Originally published by Michigan Farm News on April 3, 2017; republished with permission.
On Feb. 28, President Trump issued an Executive Order instructing the EPA and the U.S. Army Corps of Engineers to review and reconsider the WOTUS (“Waters of the United States”) rule adopted by the Obama administration in 2015. That rule has been the subject of massive controversy and litigation. The rule defines the term “waters of the United States” as used in the Clean Water Act and attempts to define the scope of the federal government’s jurisdiction to regulate water and when states, local governments and others (including farmers) must seek permits to develop land because it affects waters of the United States.
The EPA and Army Corps had been without a valid WOTUS definition for some time. In 2001 and 2006 the Supreme Court rejected the agencies’ definitions as too expansive. According to the Court, the agencies sought to assert federal regulatory authority on isolated intrastate waters and other features with insufficient connections to navigable waters, in violation of the CWA.
However broad the scope of the CWA, the Court warned, it could not be turned into a federal land-use control law. The Obama administration’s 2015 WOTUS rule was an effort to reassert as much federal authority as could be justified under the Court’s 2001 and 2006 decisions. The rule was under consideration for years, and was finalized after the agencies received over 1 million public comments and held over 400 public meetings.
The final rule, however, did little to address the many concerns raised by the public. Namely, opponents of the rule objected that the definition of “waters of the United States” was defined in such a way as to give the federal government power to regulate virtually any place that water flows or accumulates, including minor wetlands and typically dry streambeds that only occasionally carried storm water.
After the rule went into effect in 2015, it was immediately challenged. Several states and landowner groups sued, and the rule was stayed in federal court. Interestingly, the first issue has been simply deciding which court has jurisdiction to hear the challenges to the rule. The United States Supreme Court recently agreed to resolve that issue. A decision in this case is expected before the court adjourns in June. Thereafter, the substantive challenges to the rule can proceed.
But of course, in the middle of all of this, President Trump was elected. While the President has made it clear that he opposes the rule, undoing the rule will take more than the stroke of his pen. The rulemaking process under the Obama administration was arduous and lengthy. Under federal law, the EPA and Army Corps have to utilize the same rule-making process to repeal the rule.
Consequently, it may take just as long to revise or undo it as it did to create it.
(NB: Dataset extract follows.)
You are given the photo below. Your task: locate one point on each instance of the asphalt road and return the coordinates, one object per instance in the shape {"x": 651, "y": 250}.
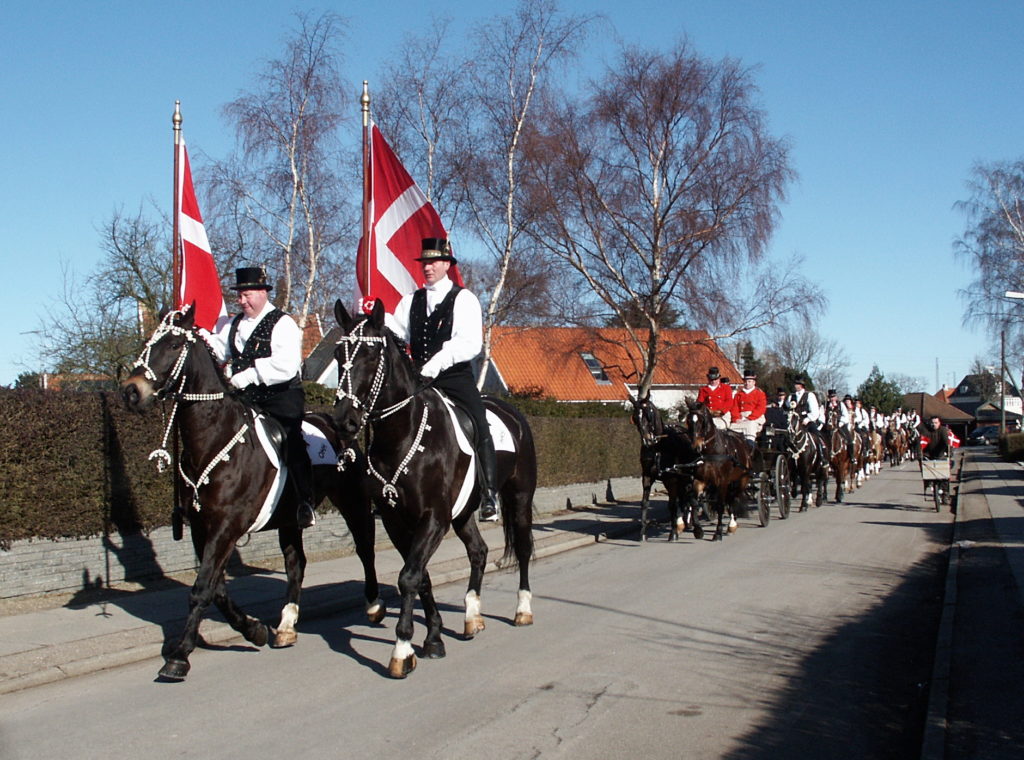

At the end of that process, the litigation will likely continue anew, but this time, the proponents of the rule will become the plaintiffs challenging repeal.
For at least the next for years, it seems unlikely that the WOTUS rule will be enforced – either because the administration refuses to enforce it or because of court-ordered stays.
Of course, the quickest, easiest solution to this problem would be for Congress to simply amend the Clean Water Act to provide a more detailed definition, but that seems unlikely.